It’s popular to use DSP chips for vision processing in diverse applications like ADAS, security cameras and AR. Tensilica has been designing DSP chips and IP since 1997, and their technology was successful enough that Cadence acquired Tensilica back in 2013. At the IP-SoC Silicon Valley 2022 event in April I had the pleasure to watch the presentation from Amol Borkar, Product Marketing Director, IPG TIP, from Cadence Design Systems, and his topic was titled, Designing the Next Ultra-Low-Power Always-On Silicon.
In the past 25 years there have been over 40 billion processors shipped by Tensilica customers, 19 of the top 20 semiconductor vendors use Tensilica IP, and three recent customers include: UNISCOC (Application Processor), Light (Auto vision) and Xvision (AR). The trends for processors and sensors can be shown across five categories, and the ultra-low-power segment requires a long battery life:
Microphones and ultrasonic sensors are common approaches to wake up electronic devices, and cameras are now being used for people detection, face detection, even gestures. Amol focused on vision and speech processing for always on embedded and IoT devices. An always-on (AON) device runs continuously, reads inputs from sensors, and often dissipates under 1mW of power, while using a microcontroller.

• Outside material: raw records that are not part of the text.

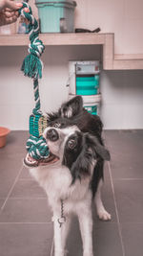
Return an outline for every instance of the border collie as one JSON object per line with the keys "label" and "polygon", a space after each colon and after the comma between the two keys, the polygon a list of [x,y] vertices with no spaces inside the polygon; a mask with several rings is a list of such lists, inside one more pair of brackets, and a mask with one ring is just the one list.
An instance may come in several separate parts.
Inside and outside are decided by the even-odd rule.
{"label": "border collie", "polygon": [[102,123],[98,116],[88,113],[77,96],[48,115],[45,137],[50,156],[35,161],[25,158],[31,175],[47,193],[53,211],[54,256],[65,256],[66,239],[71,215],[79,220],[83,255],[93,256],[92,202],[95,201],[100,220],[109,221],[101,199],[103,163],[110,152],[101,138]]}

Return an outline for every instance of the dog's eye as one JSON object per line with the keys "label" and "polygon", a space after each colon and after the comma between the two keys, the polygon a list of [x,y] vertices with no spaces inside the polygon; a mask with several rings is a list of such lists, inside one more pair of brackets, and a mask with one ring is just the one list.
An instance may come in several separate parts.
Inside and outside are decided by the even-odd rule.
{"label": "dog's eye", "polygon": [[68,142],[69,149],[73,150],[75,148],[75,146],[76,146],[76,141],[75,140],[72,139],[72,140],[70,140]]}
{"label": "dog's eye", "polygon": [[55,123],[54,125],[53,125],[53,128],[59,128],[60,127],[60,124],[59,123]]}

To wake up a device requires three stages: Detection, Authentication, Processing. For AON, the focus is on the Detection phase, where a low-power MCU or DSP is typically used to do something like keyword spotting, face detection, visual wake words, or handling gestures. An AON subsystem could be designed with both a Vision AON processor, and Audio AON processor; or with a combined IP for both workloads.
For audio and speech dominant AON processing tasks there is a processor family called the Tensilica HiFi DSP, then for image and camera dominant AON processing, there is a processor family called the Tensilica Vision DSP. The low-energy DSP for vision and AI tasks is the Tensilica Vision P1 DSP.
Always-On Face Detection
The earliest approaches used a camera connected to a CPU or App processor, although the neural network algorithms on a CPU are not very energy efficient. A more energy efficient approach is to have the camera connected to a vision DSP first, then alert the CPU or App processor after detection. The most energy efficient approach is shown below, where the P1 DSP reads a low resolution image and detects a face, then a vision DSP reads the high resolution image to detect, recognize and authenticate while connected to a CPU or app processor.

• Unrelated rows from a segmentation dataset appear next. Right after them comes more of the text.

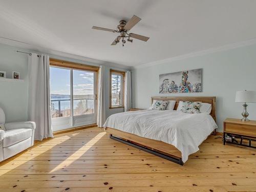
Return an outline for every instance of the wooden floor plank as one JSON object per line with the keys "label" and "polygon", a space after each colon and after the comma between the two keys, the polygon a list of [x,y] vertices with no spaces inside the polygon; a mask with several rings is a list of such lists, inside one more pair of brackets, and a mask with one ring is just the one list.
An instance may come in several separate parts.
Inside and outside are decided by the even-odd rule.
{"label": "wooden floor plank", "polygon": [[256,191],[256,150],[211,136],[182,166],[109,138],[66,133],[0,163],[4,191]]}

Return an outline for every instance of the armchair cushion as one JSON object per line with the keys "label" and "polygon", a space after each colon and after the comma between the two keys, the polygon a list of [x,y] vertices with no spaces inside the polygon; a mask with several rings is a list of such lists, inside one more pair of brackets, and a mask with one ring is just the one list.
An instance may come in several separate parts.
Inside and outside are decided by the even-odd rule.
{"label": "armchair cushion", "polygon": [[16,129],[31,129],[35,130],[35,123],[33,121],[7,123],[5,124],[5,127],[6,130]]}
{"label": "armchair cushion", "polygon": [[32,136],[31,129],[17,129],[6,131],[4,133],[3,147],[6,147],[29,138]]}

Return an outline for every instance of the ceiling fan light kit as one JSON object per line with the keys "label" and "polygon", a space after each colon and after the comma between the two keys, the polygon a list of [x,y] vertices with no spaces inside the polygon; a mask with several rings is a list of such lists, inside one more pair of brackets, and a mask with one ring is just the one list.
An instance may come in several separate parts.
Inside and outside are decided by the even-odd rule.
{"label": "ceiling fan light kit", "polygon": [[113,41],[111,44],[112,46],[115,46],[118,42],[120,42],[120,40],[121,40],[123,47],[124,46],[124,44],[126,42],[125,39],[127,41],[133,42],[133,39],[131,39],[131,37],[136,38],[139,40],[143,40],[144,41],[147,41],[150,37],[146,37],[145,36],[138,35],[135,33],[129,33],[128,31],[130,30],[135,25],[136,25],[141,19],[136,15],[133,15],[131,19],[126,22],[126,20],[121,20],[119,22],[119,25],[117,27],[116,30],[110,29],[107,28],[104,28],[102,27],[93,26],[92,29],[97,29],[102,31],[106,31],[109,32],[112,32],[113,33],[119,33],[120,34],[118,35]]}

The DSP and CPU only wake up after the P1 does the face detection, so this approach takes the least energy. Even after the face is detected, you can choose to have the P1 perform co-processing tasks, or have the P1 go into standby. Benchmark results compared a competitor to a Vision P1 system using TinyML v0.5 for visual wake word, image classification, keyword spotting and anomaly detection. The Vision P1 system performed higher inferences per second, and much lower energy numbers than the competitor.

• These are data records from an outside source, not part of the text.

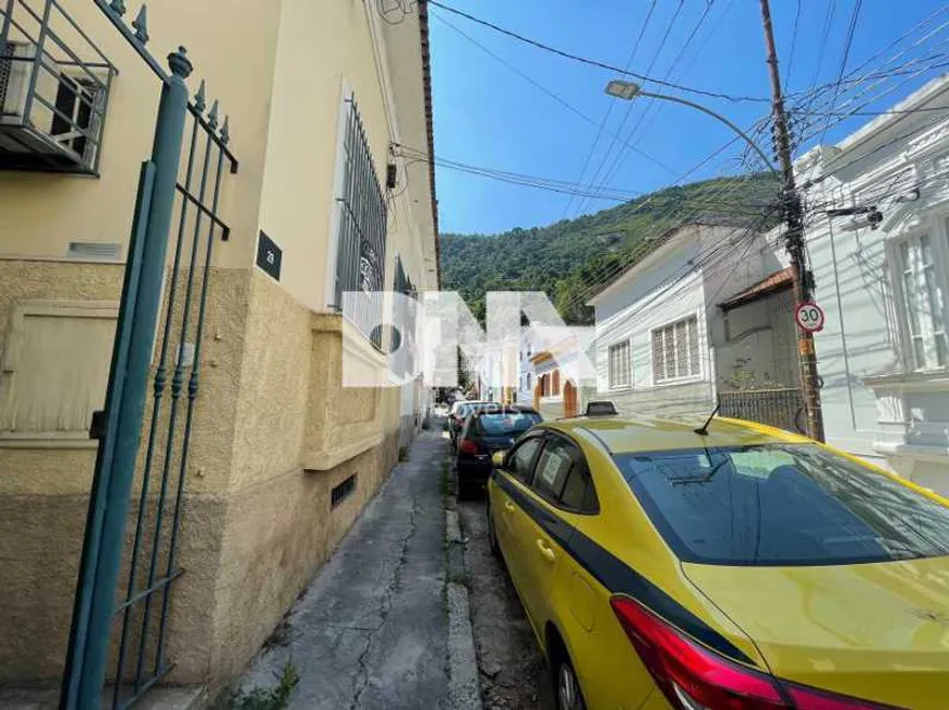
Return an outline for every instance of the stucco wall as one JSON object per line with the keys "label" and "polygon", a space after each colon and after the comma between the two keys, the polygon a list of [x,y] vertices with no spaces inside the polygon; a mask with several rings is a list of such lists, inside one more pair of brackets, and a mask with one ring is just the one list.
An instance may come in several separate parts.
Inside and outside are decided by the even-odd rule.
{"label": "stucco wall", "polygon": [[[99,179],[0,173],[0,348],[24,300],[118,301],[123,264],[64,256],[75,240],[127,244],[139,165],[151,147],[157,81],[92,3],[67,4],[122,73]],[[225,177],[221,215],[231,237],[216,245],[211,272],[179,538],[184,574],[169,616],[171,682],[217,683],[237,672],[398,457],[398,389],[343,390],[340,316],[314,311],[323,305],[331,249],[341,82],[359,91],[384,180],[398,136],[380,74],[403,97],[406,143],[425,142],[416,103],[418,27],[388,37],[410,43],[394,56],[413,56],[417,64],[377,73],[372,13],[356,0],[332,4],[237,0],[223,12],[175,0],[149,8],[151,46],[161,52],[188,44],[196,64],[190,84],[207,77],[208,96],[231,115],[240,159],[239,173]],[[384,58],[384,48],[377,52]],[[391,201],[386,284],[398,253],[425,290],[435,285],[434,234],[428,177],[419,175]],[[260,228],[285,248],[279,282],[252,266]],[[159,452],[165,441],[159,429]],[[61,673],[94,460],[88,441],[58,448],[0,441],[0,682],[51,684]],[[356,492],[331,512],[331,489],[351,473]],[[146,505],[154,515],[154,501]]]}

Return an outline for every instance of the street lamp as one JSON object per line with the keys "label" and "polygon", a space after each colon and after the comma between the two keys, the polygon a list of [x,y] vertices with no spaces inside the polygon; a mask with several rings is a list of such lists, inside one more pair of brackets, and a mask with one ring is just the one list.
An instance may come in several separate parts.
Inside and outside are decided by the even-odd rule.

Some customers use the Vision P1 DSP with their smart image sensor to classify objects, support bounding boxes and segmentation. AR applications for foveated rendering have detected pupil center and gaze detection with a Vision P1 DSP. Aside from AON, Vision P1 is a fully functioning Vision DSP and there’s plenty of support that comes along with the P1:
- Imaging and vision DSP tools and libraries
- Supports AI flow of XNNC, NNAPI, TFLm
- 100+ model zoo networks
Summary
The Cadence Tensilica products for both audio and vision are quite popular, as they’ve been in the DSP business for decades now. The Vision P1 DSP has been optimized for AON applications, and performs tasks like face detection quite efficiently. There’s a 30 minute video of this presentation online.